# classic furniture in liquidation



## hopalong (4 Apr 2009)

did anyone know classic furniture in blanchardstown are now in liquidation.


----------



## europhile (4 Apr 2009)

[broken link removed]


----------



## hopalong (4 Apr 2009)

see your link in the times in  feb,thanks,but any news print on the liquidation.


----------



## MandaC (4 Apr 2009)

The form appointing the receiver has been lodged with CRO.  The receiver is Kieran Wallace, 1 Stokes Place, St. Stephens Green.  (KPMG's address)

One of the Directors (MD) of Classic is David Langan (of Langan Furniture Family)


----------



## noop (4 Apr 2009)

Hopalong, Classic Blanchardstown have signs up for a "stock liquidation sale"- that doesn't mean they're in liquidation. The branch has been bought over by new owners


----------



## hopalong (4 Apr 2009)

i understand the store has new owners,but according to a sales lady in the store,they are in liquidation.2 of the old sales staff have been kept on.


----------



## MandaC (4 Apr 2009)

Not in Liquidation - in Receivership - according to CRO as of todays date.  The Reciever will be examining the affairs of the company with a view to either Liquidation or selling on, if a buyer can be found.

The new buyer may need to rationalise the staff in order to bring the business back to profit, hence the staff being let go.


----------



## hopalong (5 Apr 2009)

i know they have been in receivership since 6 th feb.


----------



## europhile (5 Apr 2009)

What exactly are you trying to establish, hopalong? If the shop is open, or what?


----------



## hopalong (6 Apr 2009)

sorry to all,went back to store to-day,the sales assistant got it wrong,its still in receivership ,not in liquidation.there is a difference.


----------



## horse7 (8 Apr 2009)

is there a furniture/couch store in dublin that you can buy for cod.(cash on delivery)


----------



## Delphi (12 Apr 2009)

Only found out about Classic Furniture. They have a deposit belonging to me of €430. Went to their store on the Kylemore Road this weekend and all the shutters were down.  Tried phoning but no answer.
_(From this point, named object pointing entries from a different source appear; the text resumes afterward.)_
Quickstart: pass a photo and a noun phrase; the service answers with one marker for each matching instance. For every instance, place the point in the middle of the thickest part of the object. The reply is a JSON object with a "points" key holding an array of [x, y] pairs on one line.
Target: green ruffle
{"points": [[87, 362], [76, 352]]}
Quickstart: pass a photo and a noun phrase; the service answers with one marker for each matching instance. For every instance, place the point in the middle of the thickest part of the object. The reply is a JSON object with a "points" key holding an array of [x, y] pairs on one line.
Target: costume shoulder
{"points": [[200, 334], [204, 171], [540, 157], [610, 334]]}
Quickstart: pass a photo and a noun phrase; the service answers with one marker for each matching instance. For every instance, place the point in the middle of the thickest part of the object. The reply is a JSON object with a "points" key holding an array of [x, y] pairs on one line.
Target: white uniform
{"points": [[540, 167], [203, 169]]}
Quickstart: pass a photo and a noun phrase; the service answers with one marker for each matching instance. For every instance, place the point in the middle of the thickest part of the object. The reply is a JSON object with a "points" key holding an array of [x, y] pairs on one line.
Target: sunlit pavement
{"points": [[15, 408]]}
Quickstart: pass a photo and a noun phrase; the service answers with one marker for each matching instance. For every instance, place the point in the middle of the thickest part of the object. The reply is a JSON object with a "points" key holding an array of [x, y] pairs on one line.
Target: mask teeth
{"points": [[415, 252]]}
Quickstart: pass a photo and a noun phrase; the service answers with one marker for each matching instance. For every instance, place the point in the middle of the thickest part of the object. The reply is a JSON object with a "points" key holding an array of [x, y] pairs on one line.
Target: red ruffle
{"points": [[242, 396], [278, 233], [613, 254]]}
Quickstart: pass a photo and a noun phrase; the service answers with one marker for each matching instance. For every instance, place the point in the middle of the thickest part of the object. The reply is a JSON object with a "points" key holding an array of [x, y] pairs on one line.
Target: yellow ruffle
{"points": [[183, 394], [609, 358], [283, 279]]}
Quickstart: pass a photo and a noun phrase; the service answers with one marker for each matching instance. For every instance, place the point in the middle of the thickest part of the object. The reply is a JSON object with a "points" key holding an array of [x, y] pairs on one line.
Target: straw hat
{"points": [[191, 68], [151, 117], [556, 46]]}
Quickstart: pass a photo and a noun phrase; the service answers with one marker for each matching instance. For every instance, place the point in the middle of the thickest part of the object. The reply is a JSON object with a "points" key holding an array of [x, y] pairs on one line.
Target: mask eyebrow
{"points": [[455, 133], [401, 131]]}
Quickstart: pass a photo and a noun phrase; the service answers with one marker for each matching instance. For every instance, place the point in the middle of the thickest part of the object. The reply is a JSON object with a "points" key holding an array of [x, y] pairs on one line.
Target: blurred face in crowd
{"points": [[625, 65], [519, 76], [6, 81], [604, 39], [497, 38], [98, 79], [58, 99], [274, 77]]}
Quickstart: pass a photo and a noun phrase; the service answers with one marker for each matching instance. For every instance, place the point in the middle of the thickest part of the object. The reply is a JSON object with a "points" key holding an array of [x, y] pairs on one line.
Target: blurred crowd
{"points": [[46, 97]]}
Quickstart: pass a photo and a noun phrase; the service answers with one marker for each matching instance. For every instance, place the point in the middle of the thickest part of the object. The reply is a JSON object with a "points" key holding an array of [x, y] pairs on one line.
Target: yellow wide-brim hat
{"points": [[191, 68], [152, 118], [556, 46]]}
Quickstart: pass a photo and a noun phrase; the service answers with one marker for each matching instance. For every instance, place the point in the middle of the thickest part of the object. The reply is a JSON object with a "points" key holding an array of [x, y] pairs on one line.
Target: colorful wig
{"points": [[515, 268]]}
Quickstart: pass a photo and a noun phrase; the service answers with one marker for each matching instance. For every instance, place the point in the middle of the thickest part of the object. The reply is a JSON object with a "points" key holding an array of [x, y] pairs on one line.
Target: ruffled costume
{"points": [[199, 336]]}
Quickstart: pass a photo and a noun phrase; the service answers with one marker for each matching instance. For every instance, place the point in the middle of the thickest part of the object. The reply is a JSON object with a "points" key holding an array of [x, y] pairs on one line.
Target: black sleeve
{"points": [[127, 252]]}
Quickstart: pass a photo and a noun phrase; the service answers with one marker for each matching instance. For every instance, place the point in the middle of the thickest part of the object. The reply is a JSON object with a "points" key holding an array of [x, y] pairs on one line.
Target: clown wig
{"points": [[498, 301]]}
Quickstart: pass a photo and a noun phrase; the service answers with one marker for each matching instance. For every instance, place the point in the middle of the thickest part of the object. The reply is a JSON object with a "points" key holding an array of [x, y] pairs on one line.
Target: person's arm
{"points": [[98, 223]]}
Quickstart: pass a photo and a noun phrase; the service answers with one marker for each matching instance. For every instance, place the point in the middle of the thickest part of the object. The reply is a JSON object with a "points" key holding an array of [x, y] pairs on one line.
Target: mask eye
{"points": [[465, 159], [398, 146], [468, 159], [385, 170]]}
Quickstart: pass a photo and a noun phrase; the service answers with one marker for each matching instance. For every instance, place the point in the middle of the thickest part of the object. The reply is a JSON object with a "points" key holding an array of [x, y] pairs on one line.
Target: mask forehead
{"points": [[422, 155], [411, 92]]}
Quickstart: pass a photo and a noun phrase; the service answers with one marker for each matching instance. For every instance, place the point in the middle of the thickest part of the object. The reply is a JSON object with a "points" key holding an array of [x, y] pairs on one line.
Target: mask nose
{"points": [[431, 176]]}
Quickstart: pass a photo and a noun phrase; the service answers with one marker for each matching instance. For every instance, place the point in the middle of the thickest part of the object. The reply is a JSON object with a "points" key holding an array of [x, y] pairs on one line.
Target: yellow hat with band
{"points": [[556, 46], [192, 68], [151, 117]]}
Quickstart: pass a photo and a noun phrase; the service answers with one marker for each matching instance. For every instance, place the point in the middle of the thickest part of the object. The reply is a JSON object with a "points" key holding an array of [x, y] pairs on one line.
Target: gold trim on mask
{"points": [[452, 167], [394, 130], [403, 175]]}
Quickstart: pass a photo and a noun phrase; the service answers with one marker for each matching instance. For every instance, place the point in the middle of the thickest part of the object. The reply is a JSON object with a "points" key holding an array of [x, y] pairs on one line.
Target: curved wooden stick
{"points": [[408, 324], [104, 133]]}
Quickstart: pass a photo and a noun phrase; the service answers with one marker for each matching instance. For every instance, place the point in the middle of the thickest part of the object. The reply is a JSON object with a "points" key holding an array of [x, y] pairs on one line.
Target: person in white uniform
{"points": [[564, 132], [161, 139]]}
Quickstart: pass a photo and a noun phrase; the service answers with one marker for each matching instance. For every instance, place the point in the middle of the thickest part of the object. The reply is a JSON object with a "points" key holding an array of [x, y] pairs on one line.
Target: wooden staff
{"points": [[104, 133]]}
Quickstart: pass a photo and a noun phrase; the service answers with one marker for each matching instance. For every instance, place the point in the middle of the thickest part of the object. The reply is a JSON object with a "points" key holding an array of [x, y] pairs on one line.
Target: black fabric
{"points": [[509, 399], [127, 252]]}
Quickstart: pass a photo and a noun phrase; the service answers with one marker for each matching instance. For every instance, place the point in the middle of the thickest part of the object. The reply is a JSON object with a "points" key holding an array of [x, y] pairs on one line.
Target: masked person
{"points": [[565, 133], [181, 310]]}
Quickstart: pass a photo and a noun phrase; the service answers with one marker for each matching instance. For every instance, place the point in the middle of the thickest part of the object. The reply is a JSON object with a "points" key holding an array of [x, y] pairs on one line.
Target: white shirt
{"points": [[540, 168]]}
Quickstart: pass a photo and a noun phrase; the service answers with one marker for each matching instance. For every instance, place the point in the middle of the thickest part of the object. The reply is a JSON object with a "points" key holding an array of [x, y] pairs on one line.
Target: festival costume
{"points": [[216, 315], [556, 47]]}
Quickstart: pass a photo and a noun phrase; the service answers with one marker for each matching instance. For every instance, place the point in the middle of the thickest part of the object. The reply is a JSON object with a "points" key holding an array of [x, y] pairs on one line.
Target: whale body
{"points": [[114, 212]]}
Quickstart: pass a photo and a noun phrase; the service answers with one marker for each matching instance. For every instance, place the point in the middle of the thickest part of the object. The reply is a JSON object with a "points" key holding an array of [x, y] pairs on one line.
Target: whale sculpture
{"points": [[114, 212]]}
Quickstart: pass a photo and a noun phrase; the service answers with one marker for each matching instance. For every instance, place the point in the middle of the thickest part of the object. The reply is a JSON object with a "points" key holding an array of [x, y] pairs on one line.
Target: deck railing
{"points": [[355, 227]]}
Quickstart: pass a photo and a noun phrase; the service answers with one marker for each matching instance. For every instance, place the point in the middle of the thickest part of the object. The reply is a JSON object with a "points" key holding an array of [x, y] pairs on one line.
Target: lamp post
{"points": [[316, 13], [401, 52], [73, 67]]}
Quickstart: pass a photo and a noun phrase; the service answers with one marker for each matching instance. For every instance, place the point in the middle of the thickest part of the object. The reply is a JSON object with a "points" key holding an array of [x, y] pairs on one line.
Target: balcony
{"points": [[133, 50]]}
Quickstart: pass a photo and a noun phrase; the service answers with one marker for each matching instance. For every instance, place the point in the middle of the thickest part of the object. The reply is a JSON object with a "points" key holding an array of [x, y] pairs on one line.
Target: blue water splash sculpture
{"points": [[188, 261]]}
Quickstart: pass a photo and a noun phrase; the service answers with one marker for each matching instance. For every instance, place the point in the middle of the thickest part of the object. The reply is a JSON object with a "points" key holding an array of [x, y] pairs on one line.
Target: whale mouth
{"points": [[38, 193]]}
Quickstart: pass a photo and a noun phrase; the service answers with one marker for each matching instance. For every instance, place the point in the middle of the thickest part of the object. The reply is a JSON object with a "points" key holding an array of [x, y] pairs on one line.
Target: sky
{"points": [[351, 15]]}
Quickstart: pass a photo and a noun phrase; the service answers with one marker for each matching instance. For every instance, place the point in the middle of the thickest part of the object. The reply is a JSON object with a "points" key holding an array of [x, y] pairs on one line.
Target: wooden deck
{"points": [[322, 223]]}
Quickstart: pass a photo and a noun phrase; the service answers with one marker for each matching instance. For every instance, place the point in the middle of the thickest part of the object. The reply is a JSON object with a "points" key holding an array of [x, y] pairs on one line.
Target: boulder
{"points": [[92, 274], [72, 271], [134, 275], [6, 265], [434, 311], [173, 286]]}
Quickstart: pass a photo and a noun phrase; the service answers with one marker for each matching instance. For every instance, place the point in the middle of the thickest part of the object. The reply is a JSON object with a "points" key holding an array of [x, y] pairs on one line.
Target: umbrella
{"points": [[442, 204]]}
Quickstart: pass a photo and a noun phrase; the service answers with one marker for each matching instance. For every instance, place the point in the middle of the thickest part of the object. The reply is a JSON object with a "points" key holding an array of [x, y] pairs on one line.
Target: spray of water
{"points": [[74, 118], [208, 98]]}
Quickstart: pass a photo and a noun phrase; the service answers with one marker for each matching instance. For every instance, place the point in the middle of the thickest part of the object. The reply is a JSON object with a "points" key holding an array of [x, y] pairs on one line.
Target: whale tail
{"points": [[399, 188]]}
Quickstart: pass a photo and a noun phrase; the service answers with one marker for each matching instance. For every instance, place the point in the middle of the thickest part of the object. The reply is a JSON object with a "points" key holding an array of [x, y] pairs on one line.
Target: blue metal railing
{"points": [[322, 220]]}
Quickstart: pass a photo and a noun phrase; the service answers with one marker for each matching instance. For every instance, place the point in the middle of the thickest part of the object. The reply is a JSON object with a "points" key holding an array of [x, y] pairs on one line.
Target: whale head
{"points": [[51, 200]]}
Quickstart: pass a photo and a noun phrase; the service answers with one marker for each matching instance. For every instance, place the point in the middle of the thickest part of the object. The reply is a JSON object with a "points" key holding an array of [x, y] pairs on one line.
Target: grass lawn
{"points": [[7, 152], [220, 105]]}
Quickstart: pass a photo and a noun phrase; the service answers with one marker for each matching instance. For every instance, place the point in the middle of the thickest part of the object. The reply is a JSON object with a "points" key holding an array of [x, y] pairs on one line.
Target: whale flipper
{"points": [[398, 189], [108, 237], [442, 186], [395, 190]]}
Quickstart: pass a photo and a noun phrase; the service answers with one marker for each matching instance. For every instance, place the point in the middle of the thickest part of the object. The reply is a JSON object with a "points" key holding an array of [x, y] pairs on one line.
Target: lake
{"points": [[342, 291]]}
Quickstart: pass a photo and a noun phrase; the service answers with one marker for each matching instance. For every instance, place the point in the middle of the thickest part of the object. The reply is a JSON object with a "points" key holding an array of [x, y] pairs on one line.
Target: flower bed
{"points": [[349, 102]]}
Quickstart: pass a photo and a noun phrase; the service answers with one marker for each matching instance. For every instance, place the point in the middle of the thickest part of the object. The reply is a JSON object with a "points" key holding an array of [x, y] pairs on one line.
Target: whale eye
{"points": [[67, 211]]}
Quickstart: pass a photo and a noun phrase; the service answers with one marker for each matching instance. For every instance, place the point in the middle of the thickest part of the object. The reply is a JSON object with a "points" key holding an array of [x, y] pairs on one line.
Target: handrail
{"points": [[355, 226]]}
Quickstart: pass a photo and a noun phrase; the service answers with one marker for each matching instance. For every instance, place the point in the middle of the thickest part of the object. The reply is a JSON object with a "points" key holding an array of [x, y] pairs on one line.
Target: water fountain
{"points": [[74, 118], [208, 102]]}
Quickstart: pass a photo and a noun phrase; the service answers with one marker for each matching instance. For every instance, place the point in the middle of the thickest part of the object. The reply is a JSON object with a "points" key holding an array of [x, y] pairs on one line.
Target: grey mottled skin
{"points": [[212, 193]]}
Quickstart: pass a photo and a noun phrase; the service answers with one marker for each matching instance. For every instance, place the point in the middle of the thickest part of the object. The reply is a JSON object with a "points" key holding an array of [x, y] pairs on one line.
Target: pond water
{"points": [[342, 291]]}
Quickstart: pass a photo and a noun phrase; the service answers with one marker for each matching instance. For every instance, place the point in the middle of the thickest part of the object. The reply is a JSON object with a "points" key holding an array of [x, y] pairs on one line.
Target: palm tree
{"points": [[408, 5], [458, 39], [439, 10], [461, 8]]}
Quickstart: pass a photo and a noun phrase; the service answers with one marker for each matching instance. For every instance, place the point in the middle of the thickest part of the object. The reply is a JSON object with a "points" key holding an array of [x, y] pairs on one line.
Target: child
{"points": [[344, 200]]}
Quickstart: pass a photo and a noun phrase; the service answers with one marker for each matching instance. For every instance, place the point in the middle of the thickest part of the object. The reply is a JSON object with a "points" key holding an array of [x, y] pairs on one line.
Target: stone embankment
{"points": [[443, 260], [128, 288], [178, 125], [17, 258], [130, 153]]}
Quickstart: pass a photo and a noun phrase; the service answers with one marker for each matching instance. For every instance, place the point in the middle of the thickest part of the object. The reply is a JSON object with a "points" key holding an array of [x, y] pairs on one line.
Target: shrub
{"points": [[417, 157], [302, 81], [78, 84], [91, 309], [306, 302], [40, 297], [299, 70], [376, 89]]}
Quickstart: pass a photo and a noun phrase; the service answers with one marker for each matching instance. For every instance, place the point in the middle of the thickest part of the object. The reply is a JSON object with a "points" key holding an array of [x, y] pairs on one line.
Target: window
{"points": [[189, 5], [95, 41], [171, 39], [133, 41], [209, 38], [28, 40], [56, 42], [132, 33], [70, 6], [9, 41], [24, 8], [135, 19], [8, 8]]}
Anyone know if any of their other stores are still open (Carrickmines or Coolock) or is my €430 gone for good?


----------



## TreeTiger (12 Apr 2009)

Was in Carrickmines a couple of days ago and Classic Furniture was closed.  There were some notices in the windows but I didn't read them.  Did you pay by credit card, as, if you did, then you should be able to get your money back - there are details on the Jim Langan thread as to how to do this.  Good luck.


----------



## Delphi (12 Apr 2009)

Paid by laser unfortunately and will not get my money back. If I had paid by visa I would have been ok. Wont make that mistake again.

Thanks
Delphi


----------